Hey guys,
In our office we are working on large development of data processing.
The purpose of the project is to receive a large amount of text files via FTP servers,
and then execute on each file certain validations and at the end of the process to insert all the data into the SQL server.
Each file can contain millions of records.
Each entry in the file contains sections of information that are located according
to a predetermined position where each segment is validated according to a business model.
If a particular section is not validated, we insert the error neatly into the DataTable and at the end of the run process the data is saved in SQL using the Bulking method.
Here is the structure of the DataTable:
dtErrors = new DataTable();
dtErrors.Columns.Add(TblErrors_Consts.IdRow, typeof(int));
dtErrors.Columns.Add(TblErrors_Consts.OperatorId, typeof(int));
dtErrors.Columns.Add(TblErrors_Consts.FileTypeId, typeof(int));
dtErrors.Columns.Add(TblErrors_Consts.FileName, typeof(string));
dtErrors.Columns.Add(TblErrors_Consts.ErrorRow, typeof(int));
dtErrors.Columns.Add(TblErrors_Consts.ErrorCodeId, typeof(int));
dtErrors.Columns.Add(TblErrors_Consts.AddDate, typeof(DateTime));
And this is the method that is responsible for entering the record into a DataTable:
public void AddError(FileDetailsBE fd, int ErrorCode, int lineCounter = 0)
{
MethodBase m = MethodBase.GetCurrentMethod();
try
{
DataRow dr = dtErrors.NewRow();
dr[TblErrors_Consts.OperatorId] = fd.ParentSafe.OperatorId;
dr[TblErrors_Consts.FileTypeId] = fd.FileTypeId;
dr[TblErrors_Consts.FileName] = fd.FileName;
dr[TblErrors_Consts.ErrorRow] = lineCounter;
dr[TblErrors_Consts.ErrorCodeId] = (int)ErrorCode;
dr[TblErrors_Consts.AddDate] = CurrentDateTime;
dtErrors.Rows.Add(dr);
}
catch (Exception ex)
{
GP.JobBE.Errors.Add(new JobErrorBE(ex, m));
}
finally
{
Console.ForegroundColor = ConsoleColor.Green;
}
}
During our QA tests, we found that when all the records are wrong, the performance is drastically reduced when it is only at the point of saving the data in the temporary DataTable (even without reaching the database retention stage).

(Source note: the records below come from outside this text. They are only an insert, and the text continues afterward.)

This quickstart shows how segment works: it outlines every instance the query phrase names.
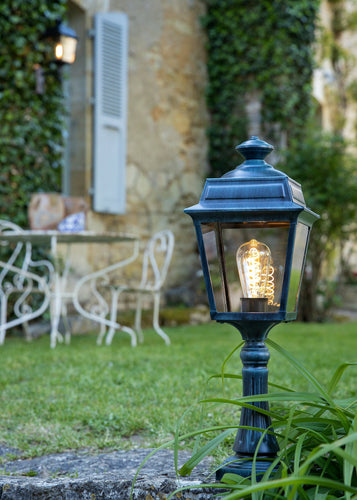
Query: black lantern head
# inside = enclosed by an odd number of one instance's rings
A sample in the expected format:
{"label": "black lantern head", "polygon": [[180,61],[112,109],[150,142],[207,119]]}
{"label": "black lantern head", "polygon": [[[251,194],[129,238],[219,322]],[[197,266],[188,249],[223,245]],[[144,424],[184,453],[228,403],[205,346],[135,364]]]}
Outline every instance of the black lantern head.
{"label": "black lantern head", "polygon": [[194,222],[211,318],[239,325],[296,318],[309,234],[319,218],[300,184],[265,162],[273,147],[252,137],[244,163],[207,179]]}
{"label": "black lantern head", "polygon": [[54,41],[54,60],[59,64],[73,64],[76,59],[77,33],[66,24],[58,21],[46,31],[44,38]]}

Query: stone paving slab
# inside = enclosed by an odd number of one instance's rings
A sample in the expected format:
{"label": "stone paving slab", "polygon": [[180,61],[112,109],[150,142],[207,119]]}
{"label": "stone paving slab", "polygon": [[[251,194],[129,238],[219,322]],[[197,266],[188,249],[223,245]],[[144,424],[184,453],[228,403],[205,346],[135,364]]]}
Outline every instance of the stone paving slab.
{"label": "stone paving slab", "polygon": [[[1,500],[126,500],[132,482],[150,449],[114,451],[92,455],[86,451],[60,453],[27,460],[11,460],[0,466]],[[1,449],[3,457],[14,453]],[[190,454],[179,453],[179,466]],[[1,471],[2,467],[2,471]],[[165,500],[179,487],[195,489],[180,492],[173,498],[208,500],[219,498],[217,489],[197,485],[213,482],[209,477],[211,461],[204,460],[190,477],[177,478],[172,450],[159,450],[141,469],[135,482],[133,500]]]}

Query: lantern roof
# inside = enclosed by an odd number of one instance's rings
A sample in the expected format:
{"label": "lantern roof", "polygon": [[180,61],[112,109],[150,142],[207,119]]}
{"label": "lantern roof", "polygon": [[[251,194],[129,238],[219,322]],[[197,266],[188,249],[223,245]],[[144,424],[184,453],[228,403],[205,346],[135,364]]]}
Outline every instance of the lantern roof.
{"label": "lantern roof", "polygon": [[236,149],[245,161],[220,178],[207,179],[199,203],[185,209],[187,214],[201,219],[213,214],[226,218],[243,212],[290,212],[297,217],[304,211],[316,220],[318,216],[306,208],[301,185],[265,161],[272,145],[253,136]]}

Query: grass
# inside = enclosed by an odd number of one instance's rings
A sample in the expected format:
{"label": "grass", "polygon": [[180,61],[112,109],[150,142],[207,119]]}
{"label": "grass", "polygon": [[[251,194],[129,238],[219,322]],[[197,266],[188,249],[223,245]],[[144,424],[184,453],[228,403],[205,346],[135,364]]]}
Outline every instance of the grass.
{"label": "grass", "polygon": [[[49,338],[26,343],[6,339],[0,349],[0,445],[36,456],[68,449],[151,447],[198,427],[238,423],[237,410],[194,405],[202,397],[222,395],[222,362],[241,342],[229,325],[214,322],[166,328],[166,347],[152,331],[145,343],[130,347],[116,334],[111,346],[98,347],[96,336],[74,336],[71,345],[49,347]],[[344,361],[357,359],[357,323],[279,325],[269,337],[294,354],[319,379],[332,376]],[[240,373],[239,350],[227,372]],[[356,394],[357,368],[343,375],[341,397]],[[269,380],[308,390],[307,382],[279,354],[271,352]],[[226,381],[225,397],[241,394],[237,381]],[[182,442],[183,447],[190,443]],[[230,448],[231,442],[226,446]],[[222,452],[226,456],[226,452]]]}

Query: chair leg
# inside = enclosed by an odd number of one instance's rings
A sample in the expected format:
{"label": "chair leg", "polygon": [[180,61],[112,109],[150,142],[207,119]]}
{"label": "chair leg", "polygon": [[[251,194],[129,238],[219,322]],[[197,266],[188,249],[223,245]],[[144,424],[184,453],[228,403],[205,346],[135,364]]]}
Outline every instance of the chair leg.
{"label": "chair leg", "polygon": [[[1,300],[0,303],[1,311],[0,311],[0,324],[4,325],[6,323],[6,315],[7,315],[7,300],[5,297]],[[0,345],[3,345],[5,342],[6,328],[0,326]]]}
{"label": "chair leg", "polygon": [[153,311],[153,327],[157,334],[160,335],[165,341],[166,345],[170,345],[171,341],[169,336],[160,328],[159,325],[159,309],[160,309],[160,292],[154,293],[154,311]]}
{"label": "chair leg", "polygon": [[67,305],[64,302],[62,304],[61,315],[62,315],[62,320],[63,320],[63,325],[64,325],[65,343],[70,344],[71,343],[71,327],[70,327],[68,317],[67,317]]}
{"label": "chair leg", "polygon": [[104,337],[106,331],[107,331],[107,329],[105,328],[105,324],[101,323],[100,324],[99,335],[98,335],[98,338],[97,338],[97,345],[102,345],[103,337]]}
{"label": "chair leg", "polygon": [[139,342],[142,344],[144,342],[144,335],[141,329],[141,310],[142,310],[142,297],[138,295],[138,301],[136,303],[136,311],[135,311],[135,331],[138,334]]}
{"label": "chair leg", "polygon": [[114,337],[115,327],[113,326],[113,324],[117,322],[117,310],[120,292],[121,290],[115,290],[114,288],[112,289],[112,303],[110,307],[110,321],[112,325],[109,327],[107,336],[105,338],[106,345],[110,345]]}

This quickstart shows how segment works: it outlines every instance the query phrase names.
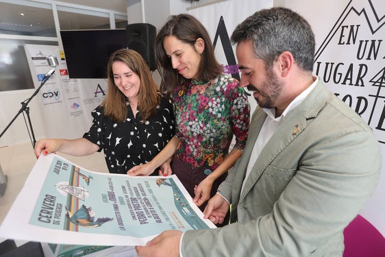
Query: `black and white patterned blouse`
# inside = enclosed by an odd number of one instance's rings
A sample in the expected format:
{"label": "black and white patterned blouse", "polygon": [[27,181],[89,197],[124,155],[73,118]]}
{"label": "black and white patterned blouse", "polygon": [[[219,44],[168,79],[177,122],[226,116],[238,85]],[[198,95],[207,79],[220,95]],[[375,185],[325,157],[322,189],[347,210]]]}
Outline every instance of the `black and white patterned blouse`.
{"label": "black and white patterned blouse", "polygon": [[[162,96],[160,109],[149,120],[142,122],[140,112],[134,117],[127,104],[128,118],[115,122],[104,116],[104,108],[99,106],[91,114],[92,125],[84,138],[104,151],[111,173],[123,173],[135,165],[151,160],[174,135],[175,118],[169,97]],[[158,169],[153,175],[158,175]]]}

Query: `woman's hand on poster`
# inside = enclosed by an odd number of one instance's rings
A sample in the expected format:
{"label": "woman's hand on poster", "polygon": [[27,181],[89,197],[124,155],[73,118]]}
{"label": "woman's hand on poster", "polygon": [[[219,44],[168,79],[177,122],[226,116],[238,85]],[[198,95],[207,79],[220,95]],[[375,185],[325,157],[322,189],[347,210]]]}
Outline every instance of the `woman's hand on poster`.
{"label": "woman's hand on poster", "polygon": [[195,186],[194,188],[195,197],[192,201],[197,204],[197,206],[201,206],[210,199],[210,193],[212,188],[212,183],[214,183],[214,181],[210,177],[207,177],[198,186]]}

For this reason, we thought to parse all records in a file using Parallel.ForEach, and then of course we encountered a problem inserting a new record into the DataTable because the DataTable is not Thread Safe.

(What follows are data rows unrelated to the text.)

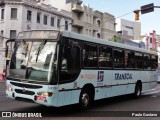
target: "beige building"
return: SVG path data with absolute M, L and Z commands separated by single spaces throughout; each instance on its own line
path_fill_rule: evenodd
M 125 19 L 116 19 L 116 31 L 122 34 L 123 39 L 141 39 L 141 23 Z
M 73 18 L 71 31 L 73 32 L 102 39 L 110 39 L 116 35 L 114 16 L 95 11 L 89 5 L 83 5 L 81 0 L 45 0 L 42 2 L 71 12 Z

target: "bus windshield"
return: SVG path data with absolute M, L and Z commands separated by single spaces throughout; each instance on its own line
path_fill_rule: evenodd
M 8 77 L 37 82 L 56 81 L 57 42 L 18 40 L 14 45 Z

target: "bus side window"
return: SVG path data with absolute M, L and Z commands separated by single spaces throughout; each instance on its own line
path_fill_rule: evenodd
M 102 46 L 99 48 L 99 67 L 112 68 L 112 48 Z
M 151 68 L 152 70 L 156 70 L 158 68 L 158 57 L 155 55 L 151 55 Z
M 125 50 L 125 68 L 126 69 L 134 69 L 134 52 Z
M 114 50 L 114 68 L 124 68 L 124 51 Z
M 84 67 L 98 67 L 97 46 L 96 45 L 84 45 L 83 66 Z
M 78 76 L 80 70 L 80 48 L 63 46 L 60 70 L 60 81 L 71 81 Z

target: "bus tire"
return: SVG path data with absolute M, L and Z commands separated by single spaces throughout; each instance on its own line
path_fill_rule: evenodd
M 90 107 L 92 102 L 91 91 L 87 88 L 82 89 L 79 97 L 78 108 L 80 110 L 86 110 Z
M 142 86 L 141 86 L 141 83 L 138 82 L 135 86 L 135 91 L 134 91 L 133 97 L 139 98 L 141 96 L 141 91 L 142 91 Z

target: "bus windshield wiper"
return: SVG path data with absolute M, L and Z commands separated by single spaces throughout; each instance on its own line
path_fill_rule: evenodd
M 39 54 L 42 52 L 42 50 L 43 50 L 46 42 L 47 42 L 47 40 L 44 39 L 44 40 L 41 42 L 41 44 L 39 45 L 39 47 L 38 47 L 38 49 L 37 49 L 37 51 L 36 51 L 36 54 L 35 54 L 35 55 L 37 55 L 37 57 L 36 57 L 36 62 L 38 61 Z

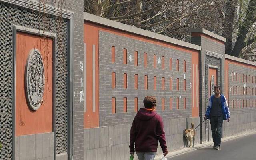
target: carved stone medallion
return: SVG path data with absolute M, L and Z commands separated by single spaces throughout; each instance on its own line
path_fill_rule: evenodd
M 30 50 L 26 64 L 26 96 L 31 110 L 40 107 L 44 88 L 44 71 L 41 54 L 36 49 Z
M 214 94 L 214 76 L 212 75 L 211 77 L 211 95 Z

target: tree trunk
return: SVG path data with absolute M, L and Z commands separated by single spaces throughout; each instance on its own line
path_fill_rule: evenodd
M 142 0 L 136 0 L 136 1 L 135 7 L 136 7 L 136 9 L 135 10 L 135 13 L 139 13 L 142 11 Z M 140 15 L 138 15 L 135 16 L 135 24 L 136 26 L 137 27 L 140 28 L 140 20 L 141 19 L 141 16 Z
M 238 57 L 243 48 L 246 46 L 245 40 L 248 33 L 248 30 L 256 20 L 256 0 L 250 0 L 245 18 L 242 24 L 242 27 L 238 31 L 238 36 L 230 54 L 231 55 Z
M 237 6 L 238 0 L 228 0 L 225 6 L 225 21 L 222 22 L 223 32 L 222 36 L 226 38 L 225 44 L 225 52 L 228 54 L 231 53 L 233 40 L 233 24 Z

Even working with Try Lock has not solved this.
My question is this: How can all the rows be processed in a parallel method and that the wrong entries will still enter the DataTable?
This is the code section that is responsible for running on all records (DATA represents another DataTable which basically holds all the records that came from the text file):
Parallel.ForEach(DATA.AsEnumerable(), row =>
{
LineCounter++;
if (LineCounter % divider == 0)
{
SaveDataTablesToDB(fd);
}
try
{
line = row[0].ToString();
if (line.Trim().Length.Equals(0))
{
return;
}
eventCode = line.Substring(0, 3);
if (eventCode != ImportManager_Consts.Event999)
{
EventBE eventTableBE = GetRelevantTable(fd, eventCode);
if (eventTableBE != null)
{
if (line.TrimStart().TrimEnd().Length != eventTableBE.CharactersQty)
{
fd.Errors.AddError(fd, (int)ErrorCodes.IllegalEventLength, LineCounter);
return;
}
ProcessLine(fd, line, eventTableBE, LineCounter);
}
}
}
catch (Exception ex)
{
ConsoleUtils.WriteErrorLine_NoObject(string.Format(ImportManager_Consts.LineCounter, LineCounter.ToString()), GP.Info);
ConsoleUtils.WriteErrorLine_NoObject(string.Format(ImportManager_Consts.ProcessLine, line), GP.Info);
GP.JobBE.Errors.Add(new JobErrorBE(ex, m));
fd.Errors.AddError(fd, (int)ErrorCodes.GeneralError, LineCounter);
}
});
What I have tried:
I replaced the DataTable in a List that holds a business entity and added the errors into the List.
At the end of running all records, all items in the List are passed to the DataTable and then I make Bulking into the SQL.
I discovered that there are a lot of leaks and the data are not kept well at all.